Besides, even the temporary results would not justify that expenditure. “Brain workers should confine themselves to metaphysical tonics,” says Dr. Bouchardat[24]; “alcoholic drinks, at any rate, are unavailable for that purpose. Even after a single glass of champagne I have found that the slight mental exaltation is accompanied by a slight obfuscation.[25] The mind soars, but it soars into the clouds.” “Wine stirs the brain,” says the poet Chamisso, “but not its higher faculties as much as the sediments that muddle it.”

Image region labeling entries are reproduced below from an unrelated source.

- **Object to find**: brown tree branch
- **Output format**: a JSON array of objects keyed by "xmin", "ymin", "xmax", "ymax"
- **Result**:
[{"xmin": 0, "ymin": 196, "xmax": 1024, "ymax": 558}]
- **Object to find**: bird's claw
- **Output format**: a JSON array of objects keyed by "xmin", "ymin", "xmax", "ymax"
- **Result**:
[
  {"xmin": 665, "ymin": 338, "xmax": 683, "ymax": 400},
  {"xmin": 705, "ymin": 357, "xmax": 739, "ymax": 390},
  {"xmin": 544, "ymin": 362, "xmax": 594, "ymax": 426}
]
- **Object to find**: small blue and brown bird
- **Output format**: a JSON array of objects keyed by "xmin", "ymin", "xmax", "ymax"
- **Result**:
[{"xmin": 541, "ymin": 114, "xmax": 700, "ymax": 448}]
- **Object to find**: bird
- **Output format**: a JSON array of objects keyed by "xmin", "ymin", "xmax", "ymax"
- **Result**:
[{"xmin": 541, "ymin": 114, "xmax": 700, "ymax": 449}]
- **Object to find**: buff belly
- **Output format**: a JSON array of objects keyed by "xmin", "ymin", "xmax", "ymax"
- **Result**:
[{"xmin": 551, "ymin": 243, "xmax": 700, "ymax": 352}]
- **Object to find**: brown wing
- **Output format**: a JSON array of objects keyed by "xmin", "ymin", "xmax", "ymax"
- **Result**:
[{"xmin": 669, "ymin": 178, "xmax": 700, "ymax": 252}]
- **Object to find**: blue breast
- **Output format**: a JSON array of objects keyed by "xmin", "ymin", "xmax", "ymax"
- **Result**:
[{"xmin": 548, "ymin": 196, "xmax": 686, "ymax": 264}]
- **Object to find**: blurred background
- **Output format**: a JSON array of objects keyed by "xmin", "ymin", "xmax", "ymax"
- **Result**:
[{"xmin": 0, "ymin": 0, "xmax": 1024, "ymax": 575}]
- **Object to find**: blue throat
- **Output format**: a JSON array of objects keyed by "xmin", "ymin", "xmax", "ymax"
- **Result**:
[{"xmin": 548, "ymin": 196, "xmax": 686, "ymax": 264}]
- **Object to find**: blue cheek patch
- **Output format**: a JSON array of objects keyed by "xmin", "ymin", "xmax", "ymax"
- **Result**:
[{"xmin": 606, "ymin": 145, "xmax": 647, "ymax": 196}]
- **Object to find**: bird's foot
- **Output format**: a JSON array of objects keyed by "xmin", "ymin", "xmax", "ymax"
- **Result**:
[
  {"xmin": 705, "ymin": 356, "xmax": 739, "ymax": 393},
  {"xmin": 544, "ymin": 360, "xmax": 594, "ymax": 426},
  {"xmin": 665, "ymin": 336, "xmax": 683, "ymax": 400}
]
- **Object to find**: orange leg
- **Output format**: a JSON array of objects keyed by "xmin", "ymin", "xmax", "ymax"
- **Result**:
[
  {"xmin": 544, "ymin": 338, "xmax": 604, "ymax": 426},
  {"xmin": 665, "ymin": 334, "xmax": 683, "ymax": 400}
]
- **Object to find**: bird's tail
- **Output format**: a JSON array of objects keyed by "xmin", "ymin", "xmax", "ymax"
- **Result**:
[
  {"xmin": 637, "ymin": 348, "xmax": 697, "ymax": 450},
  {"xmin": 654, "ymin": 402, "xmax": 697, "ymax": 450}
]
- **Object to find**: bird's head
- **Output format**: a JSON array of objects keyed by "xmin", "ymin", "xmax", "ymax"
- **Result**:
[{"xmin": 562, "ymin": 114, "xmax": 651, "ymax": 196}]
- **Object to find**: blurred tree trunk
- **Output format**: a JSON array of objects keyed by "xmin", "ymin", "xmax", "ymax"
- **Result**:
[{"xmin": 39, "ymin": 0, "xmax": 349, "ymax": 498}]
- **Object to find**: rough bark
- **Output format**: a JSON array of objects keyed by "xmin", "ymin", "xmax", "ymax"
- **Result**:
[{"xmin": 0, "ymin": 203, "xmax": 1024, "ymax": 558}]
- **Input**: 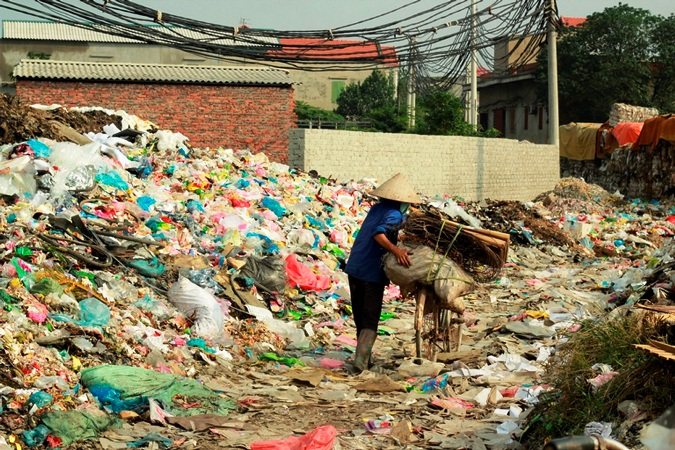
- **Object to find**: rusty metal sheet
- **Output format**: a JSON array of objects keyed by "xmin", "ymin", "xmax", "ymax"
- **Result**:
[{"xmin": 635, "ymin": 341, "xmax": 675, "ymax": 361}]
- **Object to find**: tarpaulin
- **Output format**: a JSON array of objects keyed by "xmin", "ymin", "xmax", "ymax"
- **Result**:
[
  {"xmin": 560, "ymin": 123, "xmax": 601, "ymax": 161},
  {"xmin": 612, "ymin": 122, "xmax": 644, "ymax": 147},
  {"xmin": 633, "ymin": 114, "xmax": 675, "ymax": 150}
]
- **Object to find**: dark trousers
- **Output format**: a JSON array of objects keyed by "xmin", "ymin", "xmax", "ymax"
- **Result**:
[{"xmin": 349, "ymin": 275, "xmax": 386, "ymax": 337}]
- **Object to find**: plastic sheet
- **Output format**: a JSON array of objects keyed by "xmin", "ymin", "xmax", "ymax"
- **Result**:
[
  {"xmin": 168, "ymin": 277, "xmax": 225, "ymax": 338},
  {"xmin": 239, "ymin": 256, "xmax": 286, "ymax": 292},
  {"xmin": 49, "ymin": 298, "xmax": 110, "ymax": 327},
  {"xmin": 0, "ymin": 156, "xmax": 37, "ymax": 197},
  {"xmin": 41, "ymin": 410, "xmax": 121, "ymax": 447},
  {"xmin": 286, "ymin": 255, "xmax": 331, "ymax": 291},
  {"xmin": 251, "ymin": 425, "xmax": 337, "ymax": 450},
  {"xmin": 81, "ymin": 365, "xmax": 235, "ymax": 416}
]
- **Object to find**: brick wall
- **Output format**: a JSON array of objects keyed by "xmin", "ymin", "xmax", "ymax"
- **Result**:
[
  {"xmin": 288, "ymin": 129, "xmax": 560, "ymax": 201},
  {"xmin": 16, "ymin": 79, "xmax": 296, "ymax": 162}
]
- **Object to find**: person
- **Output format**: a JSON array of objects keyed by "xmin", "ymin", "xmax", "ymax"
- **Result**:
[{"xmin": 345, "ymin": 173, "xmax": 421, "ymax": 373}]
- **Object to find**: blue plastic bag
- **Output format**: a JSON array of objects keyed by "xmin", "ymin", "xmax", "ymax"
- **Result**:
[
  {"xmin": 49, "ymin": 298, "xmax": 110, "ymax": 327},
  {"xmin": 136, "ymin": 195, "xmax": 157, "ymax": 212},
  {"xmin": 94, "ymin": 171, "xmax": 129, "ymax": 191},
  {"xmin": 262, "ymin": 197, "xmax": 286, "ymax": 217},
  {"xmin": 26, "ymin": 139, "xmax": 52, "ymax": 158}
]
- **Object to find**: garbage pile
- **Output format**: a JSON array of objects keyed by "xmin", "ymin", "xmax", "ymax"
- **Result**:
[{"xmin": 0, "ymin": 94, "xmax": 675, "ymax": 449}]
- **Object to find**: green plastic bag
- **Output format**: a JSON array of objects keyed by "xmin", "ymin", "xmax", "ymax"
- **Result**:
[
  {"xmin": 30, "ymin": 277, "xmax": 63, "ymax": 297},
  {"xmin": 40, "ymin": 410, "xmax": 122, "ymax": 447},
  {"xmin": 80, "ymin": 365, "xmax": 236, "ymax": 417}
]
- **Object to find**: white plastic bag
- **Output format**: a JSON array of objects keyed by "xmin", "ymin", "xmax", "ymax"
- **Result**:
[
  {"xmin": 434, "ymin": 256, "xmax": 474, "ymax": 302},
  {"xmin": 168, "ymin": 277, "xmax": 225, "ymax": 338},
  {"xmin": 384, "ymin": 244, "xmax": 474, "ymax": 302},
  {"xmin": 0, "ymin": 156, "xmax": 37, "ymax": 197},
  {"xmin": 246, "ymin": 305, "xmax": 311, "ymax": 349}
]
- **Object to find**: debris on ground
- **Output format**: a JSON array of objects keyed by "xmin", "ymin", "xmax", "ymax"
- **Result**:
[{"xmin": 0, "ymin": 92, "xmax": 675, "ymax": 449}]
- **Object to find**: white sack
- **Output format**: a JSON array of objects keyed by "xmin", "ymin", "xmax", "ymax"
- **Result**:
[{"xmin": 168, "ymin": 277, "xmax": 225, "ymax": 338}]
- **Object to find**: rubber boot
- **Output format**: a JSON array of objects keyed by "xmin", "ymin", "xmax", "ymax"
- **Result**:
[{"xmin": 354, "ymin": 328, "xmax": 377, "ymax": 373}]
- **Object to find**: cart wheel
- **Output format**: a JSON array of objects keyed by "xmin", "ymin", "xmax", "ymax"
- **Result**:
[{"xmin": 415, "ymin": 288, "xmax": 427, "ymax": 358}]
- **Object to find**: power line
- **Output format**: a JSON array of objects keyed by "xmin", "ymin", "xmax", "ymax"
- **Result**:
[{"xmin": 0, "ymin": 0, "xmax": 547, "ymax": 87}]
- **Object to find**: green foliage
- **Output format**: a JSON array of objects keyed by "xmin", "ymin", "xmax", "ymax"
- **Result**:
[
  {"xmin": 523, "ymin": 315, "xmax": 675, "ymax": 448},
  {"xmin": 26, "ymin": 52, "xmax": 52, "ymax": 59},
  {"xmin": 537, "ymin": 4, "xmax": 672, "ymax": 123},
  {"xmin": 651, "ymin": 15, "xmax": 675, "ymax": 113},
  {"xmin": 295, "ymin": 100, "xmax": 345, "ymax": 122},
  {"xmin": 415, "ymin": 91, "xmax": 468, "ymax": 135},
  {"xmin": 335, "ymin": 70, "xmax": 405, "ymax": 133},
  {"xmin": 415, "ymin": 90, "xmax": 499, "ymax": 137},
  {"xmin": 335, "ymin": 83, "xmax": 367, "ymax": 119},
  {"xmin": 367, "ymin": 106, "xmax": 408, "ymax": 133}
]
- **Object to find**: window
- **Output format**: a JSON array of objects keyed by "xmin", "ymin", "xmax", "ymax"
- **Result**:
[
  {"xmin": 480, "ymin": 113, "xmax": 489, "ymax": 130},
  {"xmin": 330, "ymin": 80, "xmax": 345, "ymax": 103},
  {"xmin": 509, "ymin": 108, "xmax": 516, "ymax": 134}
]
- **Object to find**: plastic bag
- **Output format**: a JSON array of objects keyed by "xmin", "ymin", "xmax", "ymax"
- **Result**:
[
  {"xmin": 155, "ymin": 130, "xmax": 189, "ymax": 151},
  {"xmin": 80, "ymin": 365, "xmax": 236, "ymax": 417},
  {"xmin": 168, "ymin": 277, "xmax": 224, "ymax": 338},
  {"xmin": 384, "ymin": 244, "xmax": 474, "ymax": 301},
  {"xmin": 246, "ymin": 305, "xmax": 311, "ymax": 349},
  {"xmin": 384, "ymin": 244, "xmax": 438, "ymax": 291},
  {"xmin": 239, "ymin": 256, "xmax": 286, "ymax": 292},
  {"xmin": 262, "ymin": 197, "xmax": 286, "ymax": 217},
  {"xmin": 286, "ymin": 255, "xmax": 331, "ymax": 291},
  {"xmin": 251, "ymin": 425, "xmax": 337, "ymax": 450},
  {"xmin": 0, "ymin": 156, "xmax": 37, "ymax": 196},
  {"xmin": 434, "ymin": 258, "xmax": 474, "ymax": 302},
  {"xmin": 49, "ymin": 298, "xmax": 110, "ymax": 327},
  {"xmin": 40, "ymin": 410, "xmax": 121, "ymax": 447}
]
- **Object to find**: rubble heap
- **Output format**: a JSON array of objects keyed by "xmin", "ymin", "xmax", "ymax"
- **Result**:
[{"xmin": 0, "ymin": 96, "xmax": 675, "ymax": 448}]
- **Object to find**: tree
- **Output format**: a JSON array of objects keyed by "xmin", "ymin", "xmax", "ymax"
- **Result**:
[
  {"xmin": 652, "ymin": 15, "xmax": 675, "ymax": 113},
  {"xmin": 335, "ymin": 70, "xmax": 402, "ymax": 128},
  {"xmin": 416, "ymin": 91, "xmax": 468, "ymax": 135},
  {"xmin": 537, "ymin": 3, "xmax": 667, "ymax": 123},
  {"xmin": 295, "ymin": 100, "xmax": 345, "ymax": 122}
]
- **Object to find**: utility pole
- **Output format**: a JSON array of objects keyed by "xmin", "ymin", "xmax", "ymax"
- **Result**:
[
  {"xmin": 408, "ymin": 36, "xmax": 417, "ymax": 130},
  {"xmin": 546, "ymin": 0, "xmax": 560, "ymax": 147},
  {"xmin": 469, "ymin": 0, "xmax": 478, "ymax": 130}
]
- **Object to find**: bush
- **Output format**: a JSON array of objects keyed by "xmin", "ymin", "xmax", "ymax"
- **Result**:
[{"xmin": 523, "ymin": 315, "xmax": 675, "ymax": 449}]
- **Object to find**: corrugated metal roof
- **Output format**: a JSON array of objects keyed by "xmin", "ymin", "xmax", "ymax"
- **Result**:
[
  {"xmin": 13, "ymin": 59, "xmax": 293, "ymax": 85},
  {"xmin": 2, "ymin": 20, "xmax": 279, "ymax": 47}
]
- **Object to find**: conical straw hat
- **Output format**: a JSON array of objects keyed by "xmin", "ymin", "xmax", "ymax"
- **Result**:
[{"xmin": 370, "ymin": 173, "xmax": 422, "ymax": 203}]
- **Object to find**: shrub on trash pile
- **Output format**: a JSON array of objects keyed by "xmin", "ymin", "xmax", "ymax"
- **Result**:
[{"xmin": 523, "ymin": 315, "xmax": 675, "ymax": 449}]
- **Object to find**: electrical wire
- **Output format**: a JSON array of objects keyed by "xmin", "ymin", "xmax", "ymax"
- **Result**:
[{"xmin": 0, "ymin": 0, "xmax": 558, "ymax": 87}]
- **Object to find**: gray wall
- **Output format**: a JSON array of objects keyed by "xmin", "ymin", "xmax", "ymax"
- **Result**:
[
  {"xmin": 288, "ymin": 129, "xmax": 560, "ymax": 201},
  {"xmin": 0, "ymin": 39, "xmax": 398, "ymax": 110}
]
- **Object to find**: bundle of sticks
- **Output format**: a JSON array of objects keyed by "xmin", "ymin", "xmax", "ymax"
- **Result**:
[{"xmin": 403, "ymin": 207, "xmax": 509, "ymax": 281}]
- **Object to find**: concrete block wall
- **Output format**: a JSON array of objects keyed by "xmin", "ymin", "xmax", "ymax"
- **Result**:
[
  {"xmin": 16, "ymin": 79, "xmax": 296, "ymax": 162},
  {"xmin": 288, "ymin": 129, "xmax": 560, "ymax": 201}
]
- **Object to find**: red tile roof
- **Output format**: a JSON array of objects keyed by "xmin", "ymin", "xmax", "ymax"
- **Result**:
[
  {"xmin": 267, "ymin": 38, "xmax": 398, "ymax": 66},
  {"xmin": 560, "ymin": 16, "xmax": 586, "ymax": 27}
]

The Arabs have a tradition that soon after the flood, when Nunus (the Arabian Noah) had resumed his agricultural pursuits, a Ghin, or spirit, appeared to him and taught him the art of manufacturing wine from grape-juice. “This beverage, O son of an earthly father,” said the Ghin, “is a liquid of peculiar properties. The first bumperful will make you as tame as a sheep. If you repeat the experiment you will become as fierce as a rampant lion. After the third dose you will roll in the mud like a hog.” If the Ghin had been a spirit of epigrammatic abilities he might have summarized his remarks: “The effects of this liquid, O Nunus, vary, of course, with the amount of the dose. But if you drink it you will infallibly make a beast of yourself.”

In the long list of artificial stimulants, with all their modifications and compounds, there is no such thing as a harmless tonic. Alcohol, especially, is in all its disguises, the most implacable enemy of the human organism. In large quantities it is a lethal[26] poison; in smaller doses its effects are less deadly but not less certainly injurious, and the advocates of moderate drinking might as well recommend moderate perjury. Our lager beer enthusiasts might just as well advise us to introduce a milder brand of rattlesnakes. The alcohol habit in all its forms and in every stage of its development, is a degrading vice.

[D] Since the end of the seventeenth century—i. e., since a time when medical delusions made every hospital a death trap—longevity has slightly increased, but, as compared with the first century of our chronological era, it has enormously decreased. Peasants outlive men of letters, and yet the records of the ancients show that nearly half their poets, statesmen and philosophers were centenarians. If the years of the patriarchs were solar years their average longevity was 280 years; if they were seasons (of six months), at least 120 years. The Bible years were certainly not months, for men who “saw their children and children’s children,” can not have died before their thirtieth year.